How to prove $\sqrt{2} + \sqrt[3]{2}$ is an algebraic number I need to show that this is an algebraic number by showing that it is a solution to:
$x^{6} - 9x^{4} - 4x^{3} + 27x^{2} + 36x -23 = 0.$
I'm really struggling with this one, I tried squaring and cubing $\sqrt{2} + \sqrt[3]{2}$, but I only end up with more squares and cubes. 
 A: $$(x-\sqrt2)^3=2$$
$$\iff x^3-2+3x\cdot2=(3x^2+2)\sqrt2$$
Square both sides
A: The minimal polynomial of $\alpha=\sqrt{2}$ is $a^2-2$ and the minimal polynomial of $\beta=\sqrt[3]{2}$ is $b^3-2$. 

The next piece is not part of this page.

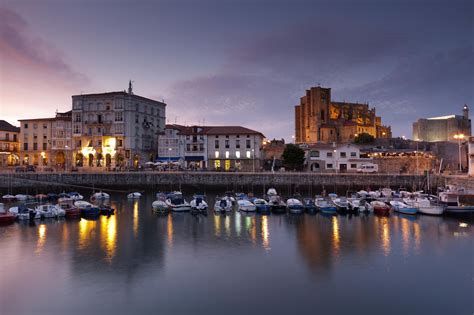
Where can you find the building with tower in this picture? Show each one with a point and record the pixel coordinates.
(318, 119)
(443, 128)
(115, 129)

$\{1,a,b,b^2,ab,ab^2\}$ is a base of $\mathbb{A}=\mathbb{Q}[a,b]/(a^2-2,b^3-2)$, hence $\alpha+\beta$ is a root of a polynomial belonging to $\mathbb{Q}[x]$ with degree $\leq 6$. Indeed in $\mathbb{A}$ the terms $(a+b)^k$ decompose as follows:
$$\begin{array}{|c|c|c|c|c|c|c|}\hline  & 1 & a & b & b^2 & ab & ab^2\\
\hline 1 & 1 &&&&&\\
\hline (a+b) & 1 & 1 &&&&\\
\hline (a+b)^2 & 2 & & & 1 & 2 & \\
\hline (a+b)^3 & 2 & 2 & 6 &&& 3\\
\hline (a+b)^4 & 4 & 8 & 2 & 12 & 8 & \\
\hline (a+b)^5 & 40 & 4 & 20 & 2 & 10 & 20\\
\hline (a+b)^6 & 12 & 80 & 60  & 60 & 24 & 12\\
\hline\end{array}$$
hence by Gaussian elimination (we have seven rows and six columns)
$$ (a+b)^6 = 4+24(a+b)-12(a+b)^2+4(a+b)^3+6(a+b)^4 $$
and $\alpha+\beta$ is a root of $x^6-6x^4-4x^3+12x^2-24x-4$. This is the minimal polynomial of $\alpha+\beta$ over $\mathbb{Q}$ since the involved matrix has rank $6$: the determinant of the matrix formed by the first six rows and columns is
$$ 924 = 3\cdot 2^2\cdot\det\left(\begin{smallmatrix}0&1&2&0\\2&0&0&1\\1&6&4&0\\10&1&5&10\end{smallmatrix}\right). $$
Your polynomial cannot vanish at $\sqrt{2}+\sqrt[3]{2}$ since the conjugates of this algebraic number are $\pm\sqrt{2}+\omega^k\sqrt[3]{2}$, hence the norm of $\sqrt{2}+\sqrt[3]{2}$ is $(-4)\color{red}{\neq(-23)}$.
A: Set
$\alpha = \sqrt 2 + \sqrt[3] 2; \tag 1$
then,
$\alpha - \sqrt 2 = \sqrt [3] 2; \tag 2$
$(\alpha - \sqrt 2)^3 = 2; \tag 3$
$\alpha^3 - 3 \sqrt 2 \alpha^2 + 6 \alpha - 2\sqrt 2 = 2; \tag 4$
$-\sqrt 2(2 + 3\alpha^2) = 2 - 6\alpha - \alpha^3; \tag 5$
$2(2 + 3\alpha^2)^2 = (2 - 6\alpha - \alpha^3)^2. \tag 6$
If all we want to do is show $\alpha$ algebraic over $\Bbb Q$, we can stop here; (6) is evidently a $6$ degree polynomial over $\Bbb Q$; 
also, a finer inspection of (6) shows $\alpha$ to be an algebraic integer, since the leading coefficient, of $\alpha^6$, is $1$; to see exactly what polynomial we get, however, we must expand out each side of (6):
$2(4 + 12\alpha^2 + 9\alpha^4) = 4 + 36\alpha^2 + \alpha^6 - 24\alpha - 4\alpha^3 + 12\alpha^4; \tag 7$
$8 + 24\alpha^2 + 18\alpha^4 = 4 + 36\alpha^2 + \alpha^6 - 24\alpha - 4\alpha^3 + 12\alpha^4; \tag 8$
finally,
$\alpha^6 - 6\alpha^4 - 4\alpha^3 + 12 \alpha^2 -24\alpha - 4 = 0, \tag 9$
a sixth-degree polynomial satisfied by $\alpha$, in agreement with that obtained by Jack D'urizio.